Siapa saja banyak bicaranya pasti banyak pula kesalahanya. Siapa saja banyak menggunakan pikiranya, kebenaranya akan tampak nyata baginya (Imam Ali r.a )
Segala yang padat hilang larut dalam udara, segala yang suci dinodai, dan pada akhirnya manusia terpaksa menghadapi dengan hati yang tenang syarat-syarat hidupnya yang sebenarnya, dan hubungan-hubungan dengan sesamanya (Karl Marx, The Communist Manifesto)

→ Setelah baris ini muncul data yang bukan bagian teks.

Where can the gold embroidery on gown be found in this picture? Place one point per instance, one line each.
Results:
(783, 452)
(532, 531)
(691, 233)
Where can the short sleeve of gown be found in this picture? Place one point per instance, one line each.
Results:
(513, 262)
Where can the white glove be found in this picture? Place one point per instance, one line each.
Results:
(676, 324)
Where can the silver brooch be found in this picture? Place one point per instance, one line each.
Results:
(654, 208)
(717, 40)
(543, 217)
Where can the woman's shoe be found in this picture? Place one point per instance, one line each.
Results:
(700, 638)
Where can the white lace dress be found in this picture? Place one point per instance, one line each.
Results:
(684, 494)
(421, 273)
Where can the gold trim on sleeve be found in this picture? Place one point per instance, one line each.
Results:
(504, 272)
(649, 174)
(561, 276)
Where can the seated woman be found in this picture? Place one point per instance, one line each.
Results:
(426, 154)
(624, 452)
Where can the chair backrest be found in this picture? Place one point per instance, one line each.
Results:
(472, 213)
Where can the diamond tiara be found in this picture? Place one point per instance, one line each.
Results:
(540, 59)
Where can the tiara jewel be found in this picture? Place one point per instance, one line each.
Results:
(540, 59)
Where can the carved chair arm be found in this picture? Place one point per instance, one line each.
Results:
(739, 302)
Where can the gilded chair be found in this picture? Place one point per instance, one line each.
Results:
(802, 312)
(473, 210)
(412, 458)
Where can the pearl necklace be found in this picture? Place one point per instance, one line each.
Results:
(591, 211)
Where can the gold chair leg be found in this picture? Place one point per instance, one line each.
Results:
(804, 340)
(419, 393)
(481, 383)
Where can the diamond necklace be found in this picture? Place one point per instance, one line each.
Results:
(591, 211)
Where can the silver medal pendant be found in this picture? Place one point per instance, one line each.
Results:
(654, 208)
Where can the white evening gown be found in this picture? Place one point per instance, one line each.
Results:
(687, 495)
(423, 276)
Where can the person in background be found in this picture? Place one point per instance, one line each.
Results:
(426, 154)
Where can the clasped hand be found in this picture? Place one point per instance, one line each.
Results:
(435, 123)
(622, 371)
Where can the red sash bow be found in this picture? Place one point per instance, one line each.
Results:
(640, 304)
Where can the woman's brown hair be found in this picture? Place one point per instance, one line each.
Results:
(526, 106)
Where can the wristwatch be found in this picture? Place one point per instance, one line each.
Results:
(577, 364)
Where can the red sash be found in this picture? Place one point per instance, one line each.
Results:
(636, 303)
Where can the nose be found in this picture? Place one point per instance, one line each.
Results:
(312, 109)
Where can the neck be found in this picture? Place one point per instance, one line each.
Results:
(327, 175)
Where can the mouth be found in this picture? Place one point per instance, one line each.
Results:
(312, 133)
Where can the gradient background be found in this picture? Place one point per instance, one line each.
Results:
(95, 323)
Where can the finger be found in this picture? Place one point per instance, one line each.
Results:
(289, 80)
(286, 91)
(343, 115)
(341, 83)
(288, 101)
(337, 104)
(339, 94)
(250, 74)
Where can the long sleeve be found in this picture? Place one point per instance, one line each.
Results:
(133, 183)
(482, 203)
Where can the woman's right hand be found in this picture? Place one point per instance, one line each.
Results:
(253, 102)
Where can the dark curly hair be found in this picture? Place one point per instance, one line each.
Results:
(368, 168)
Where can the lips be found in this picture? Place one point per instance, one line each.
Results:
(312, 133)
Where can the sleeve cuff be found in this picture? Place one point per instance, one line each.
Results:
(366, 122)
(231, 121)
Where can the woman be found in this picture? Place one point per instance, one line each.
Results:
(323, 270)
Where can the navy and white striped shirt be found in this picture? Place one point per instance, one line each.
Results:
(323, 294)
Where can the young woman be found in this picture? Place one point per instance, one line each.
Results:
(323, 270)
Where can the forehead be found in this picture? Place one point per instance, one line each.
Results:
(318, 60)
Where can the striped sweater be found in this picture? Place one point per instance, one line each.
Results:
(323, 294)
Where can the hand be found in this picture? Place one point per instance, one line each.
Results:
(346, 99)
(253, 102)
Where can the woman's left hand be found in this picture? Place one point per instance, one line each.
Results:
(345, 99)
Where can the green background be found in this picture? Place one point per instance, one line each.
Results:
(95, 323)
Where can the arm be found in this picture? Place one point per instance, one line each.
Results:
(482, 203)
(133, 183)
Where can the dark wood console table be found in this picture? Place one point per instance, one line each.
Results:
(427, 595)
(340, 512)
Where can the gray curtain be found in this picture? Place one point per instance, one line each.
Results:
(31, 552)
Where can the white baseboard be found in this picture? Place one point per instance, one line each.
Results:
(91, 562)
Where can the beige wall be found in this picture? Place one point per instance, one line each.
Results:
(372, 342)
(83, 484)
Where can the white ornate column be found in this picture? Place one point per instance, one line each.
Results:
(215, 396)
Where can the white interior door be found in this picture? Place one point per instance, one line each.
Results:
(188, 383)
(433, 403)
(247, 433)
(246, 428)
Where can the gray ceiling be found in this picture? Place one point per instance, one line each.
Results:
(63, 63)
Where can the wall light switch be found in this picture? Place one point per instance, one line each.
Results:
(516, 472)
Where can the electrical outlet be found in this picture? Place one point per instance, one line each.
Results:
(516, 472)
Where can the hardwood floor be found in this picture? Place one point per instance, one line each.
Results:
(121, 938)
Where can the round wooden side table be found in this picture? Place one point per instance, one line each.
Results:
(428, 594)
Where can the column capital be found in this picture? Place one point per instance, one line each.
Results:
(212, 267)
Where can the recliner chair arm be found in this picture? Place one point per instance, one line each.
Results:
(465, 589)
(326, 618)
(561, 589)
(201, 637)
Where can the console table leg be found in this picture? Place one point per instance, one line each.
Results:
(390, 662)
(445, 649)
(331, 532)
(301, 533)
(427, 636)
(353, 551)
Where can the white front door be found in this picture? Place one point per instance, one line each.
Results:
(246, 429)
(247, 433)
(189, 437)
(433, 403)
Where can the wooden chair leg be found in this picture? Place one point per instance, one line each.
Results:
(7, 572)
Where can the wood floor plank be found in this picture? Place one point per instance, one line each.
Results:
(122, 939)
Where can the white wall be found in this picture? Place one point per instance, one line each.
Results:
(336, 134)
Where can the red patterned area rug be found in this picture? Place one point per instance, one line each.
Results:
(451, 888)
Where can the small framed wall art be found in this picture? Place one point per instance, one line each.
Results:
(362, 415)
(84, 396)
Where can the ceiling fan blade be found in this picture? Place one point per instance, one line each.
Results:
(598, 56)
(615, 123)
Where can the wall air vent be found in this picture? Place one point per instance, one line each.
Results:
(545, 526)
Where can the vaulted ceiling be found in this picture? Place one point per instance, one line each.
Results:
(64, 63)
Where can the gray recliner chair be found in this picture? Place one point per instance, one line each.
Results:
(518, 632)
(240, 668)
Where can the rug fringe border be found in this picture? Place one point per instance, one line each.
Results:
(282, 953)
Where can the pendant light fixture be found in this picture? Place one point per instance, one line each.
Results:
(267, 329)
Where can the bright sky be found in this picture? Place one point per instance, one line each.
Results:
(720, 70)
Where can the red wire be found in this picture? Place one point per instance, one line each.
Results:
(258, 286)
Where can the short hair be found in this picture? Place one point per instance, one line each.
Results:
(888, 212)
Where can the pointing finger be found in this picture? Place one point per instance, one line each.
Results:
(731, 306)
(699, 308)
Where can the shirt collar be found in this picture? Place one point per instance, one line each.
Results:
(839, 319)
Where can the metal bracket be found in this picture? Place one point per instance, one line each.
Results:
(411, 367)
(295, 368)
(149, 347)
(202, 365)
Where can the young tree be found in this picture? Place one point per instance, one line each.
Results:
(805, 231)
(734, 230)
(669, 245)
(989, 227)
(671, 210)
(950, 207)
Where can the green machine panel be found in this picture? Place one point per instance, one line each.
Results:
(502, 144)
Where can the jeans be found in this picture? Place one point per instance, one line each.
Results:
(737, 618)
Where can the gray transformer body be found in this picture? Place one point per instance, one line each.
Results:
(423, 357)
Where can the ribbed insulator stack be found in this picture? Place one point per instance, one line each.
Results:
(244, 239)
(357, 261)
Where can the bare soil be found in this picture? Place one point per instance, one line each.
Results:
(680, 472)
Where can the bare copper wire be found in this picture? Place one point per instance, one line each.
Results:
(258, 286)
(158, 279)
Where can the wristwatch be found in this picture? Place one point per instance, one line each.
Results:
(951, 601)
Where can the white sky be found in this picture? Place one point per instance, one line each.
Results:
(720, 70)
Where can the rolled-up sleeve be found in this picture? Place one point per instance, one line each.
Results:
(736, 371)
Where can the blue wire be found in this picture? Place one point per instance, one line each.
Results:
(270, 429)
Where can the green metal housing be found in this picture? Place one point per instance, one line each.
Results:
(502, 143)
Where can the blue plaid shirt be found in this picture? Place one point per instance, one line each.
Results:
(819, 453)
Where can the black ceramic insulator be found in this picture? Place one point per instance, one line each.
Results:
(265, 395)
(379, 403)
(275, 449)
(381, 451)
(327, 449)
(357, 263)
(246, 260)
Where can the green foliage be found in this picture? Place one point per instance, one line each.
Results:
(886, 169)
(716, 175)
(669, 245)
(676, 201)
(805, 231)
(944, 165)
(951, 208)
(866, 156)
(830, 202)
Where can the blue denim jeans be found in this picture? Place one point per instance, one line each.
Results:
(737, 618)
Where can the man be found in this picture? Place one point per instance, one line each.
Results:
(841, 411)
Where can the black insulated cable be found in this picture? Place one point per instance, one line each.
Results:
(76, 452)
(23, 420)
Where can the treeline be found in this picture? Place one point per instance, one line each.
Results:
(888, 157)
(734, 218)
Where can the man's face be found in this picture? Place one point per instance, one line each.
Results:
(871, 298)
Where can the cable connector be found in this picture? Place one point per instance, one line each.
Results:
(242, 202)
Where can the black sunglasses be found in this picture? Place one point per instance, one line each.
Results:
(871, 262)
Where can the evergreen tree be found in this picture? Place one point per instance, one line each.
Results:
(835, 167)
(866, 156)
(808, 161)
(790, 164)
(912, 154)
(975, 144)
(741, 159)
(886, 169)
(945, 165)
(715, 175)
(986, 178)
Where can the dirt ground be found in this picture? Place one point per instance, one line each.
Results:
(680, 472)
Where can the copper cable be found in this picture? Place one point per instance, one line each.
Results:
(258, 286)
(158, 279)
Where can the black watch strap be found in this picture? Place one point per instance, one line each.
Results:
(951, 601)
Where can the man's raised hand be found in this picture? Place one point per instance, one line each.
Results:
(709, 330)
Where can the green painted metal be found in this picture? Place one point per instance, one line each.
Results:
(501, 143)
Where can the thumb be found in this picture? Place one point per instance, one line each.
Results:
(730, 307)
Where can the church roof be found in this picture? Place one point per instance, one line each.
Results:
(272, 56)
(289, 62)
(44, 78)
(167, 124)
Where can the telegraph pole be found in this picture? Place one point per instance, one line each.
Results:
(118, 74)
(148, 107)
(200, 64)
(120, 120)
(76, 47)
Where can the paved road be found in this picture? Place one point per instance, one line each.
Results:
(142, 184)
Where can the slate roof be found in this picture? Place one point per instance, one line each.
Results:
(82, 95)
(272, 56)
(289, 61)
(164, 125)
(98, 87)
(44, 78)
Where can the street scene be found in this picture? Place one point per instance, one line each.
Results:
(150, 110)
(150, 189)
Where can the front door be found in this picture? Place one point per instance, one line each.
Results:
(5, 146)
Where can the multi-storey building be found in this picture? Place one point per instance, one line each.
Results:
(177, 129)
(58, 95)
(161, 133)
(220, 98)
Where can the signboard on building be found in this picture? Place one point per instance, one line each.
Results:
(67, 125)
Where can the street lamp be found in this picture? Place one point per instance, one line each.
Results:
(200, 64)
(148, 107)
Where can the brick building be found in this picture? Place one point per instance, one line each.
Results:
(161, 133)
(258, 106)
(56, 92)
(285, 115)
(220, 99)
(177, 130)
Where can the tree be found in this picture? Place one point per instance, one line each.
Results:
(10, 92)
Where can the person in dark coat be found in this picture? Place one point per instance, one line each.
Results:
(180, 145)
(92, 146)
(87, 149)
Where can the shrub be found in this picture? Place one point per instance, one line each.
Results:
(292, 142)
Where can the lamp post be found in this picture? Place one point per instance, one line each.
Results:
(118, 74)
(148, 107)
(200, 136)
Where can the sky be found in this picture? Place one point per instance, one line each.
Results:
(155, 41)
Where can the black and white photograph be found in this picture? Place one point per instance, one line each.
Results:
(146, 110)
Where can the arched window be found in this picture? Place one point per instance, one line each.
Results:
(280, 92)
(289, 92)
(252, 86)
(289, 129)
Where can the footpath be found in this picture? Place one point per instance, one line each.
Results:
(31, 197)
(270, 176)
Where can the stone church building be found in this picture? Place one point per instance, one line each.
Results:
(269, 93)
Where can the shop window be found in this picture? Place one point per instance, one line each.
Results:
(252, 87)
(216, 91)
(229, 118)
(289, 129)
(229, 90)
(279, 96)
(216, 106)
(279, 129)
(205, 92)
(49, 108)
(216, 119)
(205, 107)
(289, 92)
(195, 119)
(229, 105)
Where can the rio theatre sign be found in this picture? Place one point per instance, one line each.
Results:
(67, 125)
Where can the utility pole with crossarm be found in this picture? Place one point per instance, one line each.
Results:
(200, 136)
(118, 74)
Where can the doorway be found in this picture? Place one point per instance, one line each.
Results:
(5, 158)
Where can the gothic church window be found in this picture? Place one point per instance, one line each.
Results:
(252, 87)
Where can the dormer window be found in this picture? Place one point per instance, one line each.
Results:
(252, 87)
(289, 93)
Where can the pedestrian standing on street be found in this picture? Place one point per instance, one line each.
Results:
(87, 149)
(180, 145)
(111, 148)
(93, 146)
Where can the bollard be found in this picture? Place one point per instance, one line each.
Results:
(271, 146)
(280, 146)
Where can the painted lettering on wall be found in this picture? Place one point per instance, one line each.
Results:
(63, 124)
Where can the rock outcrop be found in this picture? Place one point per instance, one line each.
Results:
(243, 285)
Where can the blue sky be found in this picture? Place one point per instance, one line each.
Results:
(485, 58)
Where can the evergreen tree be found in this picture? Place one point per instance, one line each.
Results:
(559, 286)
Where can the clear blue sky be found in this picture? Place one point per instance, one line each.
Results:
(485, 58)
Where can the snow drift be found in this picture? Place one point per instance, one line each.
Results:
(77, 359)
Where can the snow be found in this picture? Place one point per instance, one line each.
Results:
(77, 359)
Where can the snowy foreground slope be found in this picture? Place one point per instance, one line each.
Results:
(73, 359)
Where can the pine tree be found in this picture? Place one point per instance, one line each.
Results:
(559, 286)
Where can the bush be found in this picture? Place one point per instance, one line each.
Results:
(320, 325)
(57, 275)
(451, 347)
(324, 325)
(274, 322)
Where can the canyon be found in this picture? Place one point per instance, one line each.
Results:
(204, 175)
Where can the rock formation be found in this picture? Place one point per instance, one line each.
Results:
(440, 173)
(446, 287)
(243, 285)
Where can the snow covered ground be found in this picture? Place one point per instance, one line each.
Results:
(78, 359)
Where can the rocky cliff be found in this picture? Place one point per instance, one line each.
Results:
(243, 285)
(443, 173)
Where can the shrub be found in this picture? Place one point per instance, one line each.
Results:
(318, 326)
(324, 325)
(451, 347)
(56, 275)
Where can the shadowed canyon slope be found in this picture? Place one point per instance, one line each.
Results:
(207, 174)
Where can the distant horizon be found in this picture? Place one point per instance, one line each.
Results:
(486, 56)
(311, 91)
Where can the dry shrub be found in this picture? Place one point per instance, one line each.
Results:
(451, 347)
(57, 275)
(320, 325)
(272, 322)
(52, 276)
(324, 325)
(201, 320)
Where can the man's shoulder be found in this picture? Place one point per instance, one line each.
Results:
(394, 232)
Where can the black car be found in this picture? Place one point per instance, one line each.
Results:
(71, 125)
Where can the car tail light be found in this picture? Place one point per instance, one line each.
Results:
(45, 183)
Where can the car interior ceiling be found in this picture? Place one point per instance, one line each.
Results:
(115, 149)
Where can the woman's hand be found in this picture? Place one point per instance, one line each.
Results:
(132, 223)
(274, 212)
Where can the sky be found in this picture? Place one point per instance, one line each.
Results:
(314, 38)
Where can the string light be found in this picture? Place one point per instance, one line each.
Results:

Biarlah senjata menyerah pada toga, biarkan mahkota pasrah pada puja (Marcus Tullius Cicero)
***
Assalamu’alaikum
Rasanya aku harus ucapkan selamat atasmu. Jadi mahasiswa lalu tak lama lagi jadi sarjana. Meyandang gelar itu dengan penuh kehormatan. Beruntung pula jika kamu peroleh bea siswa. Mampu ke luar negeri dengan pengalaman kuliah yang amat berbeda. Disana kamu bisa menjalankan agama dengan bergairah. Kusaksikan di berita warga muslim banyak menyelimuti Eropa. Sebagian besar para pengungsi tapi lainya sudah turun temurun berkeluarga. Persinggungan mereka dengan agama lain bawa akibat ganda. Bisa keyakinanya makin terbuka tapi bisa juga membawa bencana. Cemas, takut dan kuatir tercemar. Tapi itulah implikasi perjumpaan dengan yang beda. Kita bisa makin tarik diri atau kita malah mengakrabkan diri. Hanya kamu pasti tahu dunia tak bisa dihakimi begitu saja. Dunia walau sementara bukan tempat yang selalu mudah untuk diabaikan. Termasuk olehmu hari ini.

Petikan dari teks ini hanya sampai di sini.